Coach Roxie Mitchell was the school's game design teacher and wanted to be on the forefront of the fastest growing sport in the country.
So I think we're just in a changing world and a changing atmosphere. You know, gamification is a big thing right now in a lot of different industries, not just in video games and video game design. But it starts to connect kids with that industry.
After school, a typical computer lab transforms into an arena for team members to practice, scrimmage, or compete against gamers from other schools over a live stream.
It was a way for me to get back into sports after I stopped playing 'cause it's just one of a kind game, pretty unique. And am I going to take this anywhere? If I could get into a college and play eSports for there, yeah, I would love to.
When senior, Ethan Pepperdine, learned Durango High School was adding an eSports team, he was quick to check if "Rocket League" was one of the games The Colorado High School Activities Association had approved for competition. After all, he'd been playing it with friends for years.
Ryan Knorr, he's the Athletic Director, and about, "Hey, I've been playing "Rocket League" with all of my other friends for a while now, and I'm just wondering, will you have a "Rocket League" team?" He said, "Yes." And we kind of just situated it, figured it out, signed up, got some of our friends to join, and now I'm here.

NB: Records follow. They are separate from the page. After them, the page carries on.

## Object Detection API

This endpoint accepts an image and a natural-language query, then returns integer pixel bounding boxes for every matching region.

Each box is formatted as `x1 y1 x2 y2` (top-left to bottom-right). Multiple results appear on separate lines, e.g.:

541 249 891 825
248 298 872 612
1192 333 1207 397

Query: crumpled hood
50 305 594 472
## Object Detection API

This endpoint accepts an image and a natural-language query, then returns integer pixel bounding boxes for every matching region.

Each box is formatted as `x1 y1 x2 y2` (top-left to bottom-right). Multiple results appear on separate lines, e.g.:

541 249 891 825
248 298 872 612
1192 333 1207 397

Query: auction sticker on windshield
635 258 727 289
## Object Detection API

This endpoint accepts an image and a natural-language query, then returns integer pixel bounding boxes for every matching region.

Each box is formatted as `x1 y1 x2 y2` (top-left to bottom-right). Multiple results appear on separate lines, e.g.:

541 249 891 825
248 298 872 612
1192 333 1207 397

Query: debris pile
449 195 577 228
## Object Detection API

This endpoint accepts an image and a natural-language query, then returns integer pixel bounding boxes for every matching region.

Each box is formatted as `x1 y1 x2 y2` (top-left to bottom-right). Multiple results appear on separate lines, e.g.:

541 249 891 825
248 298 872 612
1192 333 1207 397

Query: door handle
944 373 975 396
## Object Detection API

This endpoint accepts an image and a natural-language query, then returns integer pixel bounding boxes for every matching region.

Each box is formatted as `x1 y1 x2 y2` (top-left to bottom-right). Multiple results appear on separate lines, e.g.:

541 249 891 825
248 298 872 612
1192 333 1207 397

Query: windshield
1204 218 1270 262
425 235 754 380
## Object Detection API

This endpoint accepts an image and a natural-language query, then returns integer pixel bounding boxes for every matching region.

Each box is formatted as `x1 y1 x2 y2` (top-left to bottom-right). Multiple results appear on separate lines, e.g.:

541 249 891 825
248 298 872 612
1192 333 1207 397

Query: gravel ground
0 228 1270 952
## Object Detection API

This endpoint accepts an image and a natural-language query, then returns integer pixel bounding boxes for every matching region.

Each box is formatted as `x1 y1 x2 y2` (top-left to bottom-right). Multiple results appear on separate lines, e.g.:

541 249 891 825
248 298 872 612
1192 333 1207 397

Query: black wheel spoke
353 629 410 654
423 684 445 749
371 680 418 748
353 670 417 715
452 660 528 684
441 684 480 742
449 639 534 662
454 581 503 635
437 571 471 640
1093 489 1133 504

Well, we're here.
The two games the administration chose to compete in during its inaugural season, "Smash Brothers Ultimate" and "Rocket League." In their first match, DHS earned a win against Greeley in the final seconds.
They were so stoked, so it was such a exciting way to start the season and just get the spirit going on the team.

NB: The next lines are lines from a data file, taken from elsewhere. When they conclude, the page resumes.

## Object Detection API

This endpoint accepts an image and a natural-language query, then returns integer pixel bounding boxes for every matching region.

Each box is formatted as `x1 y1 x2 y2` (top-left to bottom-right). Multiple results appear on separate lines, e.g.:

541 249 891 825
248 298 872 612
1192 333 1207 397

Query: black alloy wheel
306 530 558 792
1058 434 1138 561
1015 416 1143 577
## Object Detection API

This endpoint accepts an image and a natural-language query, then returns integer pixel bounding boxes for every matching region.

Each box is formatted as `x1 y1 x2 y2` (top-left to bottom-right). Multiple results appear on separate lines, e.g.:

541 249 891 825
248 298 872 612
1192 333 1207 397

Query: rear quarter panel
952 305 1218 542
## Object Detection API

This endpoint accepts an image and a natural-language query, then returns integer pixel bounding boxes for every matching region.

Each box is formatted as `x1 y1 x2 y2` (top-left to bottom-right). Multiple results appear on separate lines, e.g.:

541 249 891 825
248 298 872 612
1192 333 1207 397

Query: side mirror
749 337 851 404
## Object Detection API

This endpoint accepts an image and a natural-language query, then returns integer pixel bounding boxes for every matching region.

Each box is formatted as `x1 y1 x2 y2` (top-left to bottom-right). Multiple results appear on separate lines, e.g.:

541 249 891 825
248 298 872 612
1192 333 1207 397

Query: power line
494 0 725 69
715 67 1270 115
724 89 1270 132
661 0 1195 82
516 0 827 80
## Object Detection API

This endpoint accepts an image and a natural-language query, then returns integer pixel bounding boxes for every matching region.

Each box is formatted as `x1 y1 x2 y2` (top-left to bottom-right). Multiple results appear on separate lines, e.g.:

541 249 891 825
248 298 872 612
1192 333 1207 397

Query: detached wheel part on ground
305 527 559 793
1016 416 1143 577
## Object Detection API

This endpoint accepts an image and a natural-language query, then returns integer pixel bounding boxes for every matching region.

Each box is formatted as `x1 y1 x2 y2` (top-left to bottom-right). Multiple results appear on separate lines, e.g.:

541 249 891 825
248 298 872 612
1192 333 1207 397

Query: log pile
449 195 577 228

We generally have an idea 'cause it's not like your typical sport 'cause it's electronic, it's online. We face people all day, constantly, across the world at our own houses. We know how good we are. We know how good other people can be. But it was definitely nice knowing that we were not just some bottom-feeding people, that we could actually win, and we would go competitive in the state of Colorado.
That win required communication and teamwork. Both are skills eSports proponents say it can help students build, and in part, because the cost of starting a new team is so low, don't expect eSports to disappear anytime soon.

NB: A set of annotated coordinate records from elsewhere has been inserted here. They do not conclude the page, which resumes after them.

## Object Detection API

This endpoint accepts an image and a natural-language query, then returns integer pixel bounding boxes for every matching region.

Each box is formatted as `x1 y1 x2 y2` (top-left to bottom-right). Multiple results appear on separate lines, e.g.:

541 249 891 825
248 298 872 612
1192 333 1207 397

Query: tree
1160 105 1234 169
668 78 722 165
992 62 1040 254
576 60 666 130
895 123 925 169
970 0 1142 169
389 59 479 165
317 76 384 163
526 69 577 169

I think it's just going to keep growing. I mean it, there's not a day that I don't have another student who hears about it or comes to ask about it, that it's like, oh, you can do, like how do I get involved with that? You know, and so I think with the word spreads, I mean, I think we have a lot of kids out there that would be interested in it. And it grows and spreads and gets some momentum, I mean, there's schools in Colorado that have a hundred kids on, you know, gaming. And so I think once this gets the ball rolling, I think we're going to have some really competitive teams and high participation here at Durango High School.
Thanks for watching this edition of The Local News Network. I'm Connor Shreve.